Clin Endosc.  2013 Sep;46(5):495-499.

Colonic Perforation: Can We Manage It Endoscopically?

Affiliations
  • 1Division of Gastroenterology, Department of Internal Medicine, Asan Medical Center, University of Ulsan College of Medicine, Seoul, Korea. jsbyeon@amc.seoul.kr

Abstract

Colonic perforation occurs in a variety of clinical scenarios and colonoscopy-associated perforation is one of the important reasons for colonic perforation. Colonoscopy-associated perforation may be diagnosed during colonoscopy procedure by the visualization of evident colonic wall defect or, after the completion of colonoscopy, by the visualization of leaked air in the peritoneal or retroperitoneal space. Recently, the incidence of colonoscopy-associated perforation increased because of the introduction of colorectal endoscopic submucosal dissection. Traditionally, colonoscopy-associated perforation was managed surgically. However, medical management has been introduced widely and endoscopic clipping is the most important component for the medical management of colonoscopy-associated perforation. Timely administration of antibiotics is also important. Large perforations, diagnostic colonoscopy-associated perforations, large amount of pneumoperitoneum, and severe abdominal pain have been reported to be predictive of the necessity of surgery after endoscopic clipping. Surgery should be performed if patients show clinical deterioration even after the initiation of medical management.

Keyword

Perforation; Colonoscopy; Surgical instruments; Endoscopy; Colon

MeSH Terms

Abdominal Pain
Anti-Bacterial Agents
Colon
Colonoscopy
Endoscopy
Humans
Incidence
Pneumoperitoneum
Retroperitoneal Space
Surgical Instruments
Anti-Bacterial Agents

Figure

  • Fig. 1 Endoscopically proven perforation. (A) Diagnostic colonoscopy-associated perforation. The perforation occurred during excessive pushing of the colonoscope. It is relatively large. (B) Therapeutic colonoscopy-associated perforation. The perforation developed during endoscopic submucosal dissection (ESD) of colonic adenoma. It is relatively small and the surrounding area shows ESD ulcer.
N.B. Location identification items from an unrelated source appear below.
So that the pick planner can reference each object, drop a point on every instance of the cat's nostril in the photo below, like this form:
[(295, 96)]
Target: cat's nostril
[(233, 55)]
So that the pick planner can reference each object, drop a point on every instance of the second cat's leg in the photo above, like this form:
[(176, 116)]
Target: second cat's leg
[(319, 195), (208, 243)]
  • Fig. 2 Radiologically proven perforation. (A) An endoscopic submucosal dissection (ESD) ulcer shows no definite evidence of endoscopically proven perforation. (B) Follow-up X-ray taken right after the completion of ESD shows a large amount of pneumoperitoneum, which means the presence of microperforation at the ESD ulcer bed.

  • Fig. 3 Endoscopic clipping. (A) A mural defect developed after endoscopic mucosal resection of colon polyp. (B) Five clips were applied and the perforation was closed completely.